The US president had a syphilitic dream a while back. In this dream, Caligula’s horse and long-rumored consul came to him in the Oval Office. Donald was perturbed, not least of all because the intrusion was interrupting his Executive Sudoku Time.
He put down his pencil and looked up from all the 3s he had scribbled into the boxes at random. Incitatus began to speak, and Donald immediately averted his eyes, sensitive to the dangers of looking at a horse’s mouth when it is about to give you a gift.
“Donald!” the horse roared. “Listen to this!”
Donald was intrigued, conscious enough in his feverish state of slumber to know that his best ideas — other than those he got from Fox and Friends — came this way.
Incitatus trotted closer: “You are destined for greatness.”
Donald rolled his eyes. He didn’t need an ancient horse to tell him what he already knew. Plus, he was feeling a little triggered by the future sense of it. Destined for? More like, been there done that.

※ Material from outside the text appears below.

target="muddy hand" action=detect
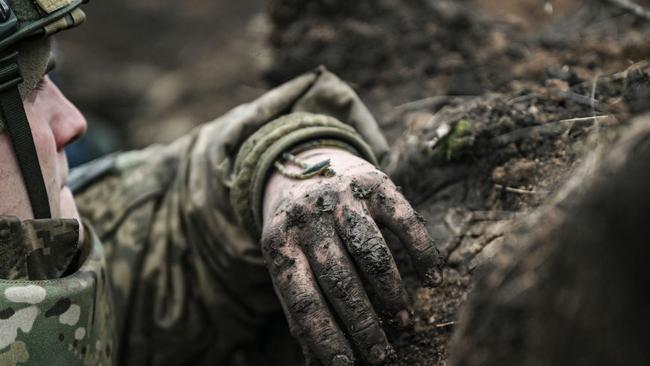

This dream was so far not so good. Sad!
Incitatus pretended to ignore Donald’s dismissiveness. He went on:
“Dollar domination has got the world by the pussy. Your maxim of maximum pressure is freaking genius and obviously brilliantly executed. Billionaires are so deluged in the sociopathic jizum of their orbital wet dreams that they are as clueless about the sane functioning of economic mechanisms as is the general population, thanks to decades of eroding public education and general welfare. Both will celebrate whatever half-baked dependent clause comes out of that Mad Libs mouth of yours.”
At this point, Donald drafted a Truth Social DM: Susie - make EO change Mad Libs to Crybaby Libs. AP must use or they’re out. For good this time!
Incitatus resumed:
“The liberal world order has primed itself for its own destruction. At home, government has always been the problem. Abroad, the barbarian sack was the plot that launched a thousand Tomahawks. Your predecessors have already done such a good job cueing up the final act. Sanctions, bailouts, backstops — tremendous stuff. The bar is so low your only danger is tripping over it.”
Donald didn’t really know where all this was going and, frankly, he was getting a little bored. Atlantic City had better entertainment.
Sensing this, Caligula’s horse picked up the pace:
“Rome wasn’t built in a day. It didn’t fall in one, either. But I bet you can top that. You can make the empire great again, sure, but that doesn’t make you more special than all the other guys who came before you with the aim of making the empire great. If you really want to set yourself apart, you — and only you — can be the one to end it. Once you have dominated everything what else is there but to subjugate yourself?”
With that, Incitatus took a dump on the Resolute Desk and disappeared. Donald woke up, the fleeting residue of manure lingering in his nostrils, still hearing the last thing the horse said as it vanished into the orange space between his ears:
“Heroes get remembered, but legends never die. You can do it, Donald.”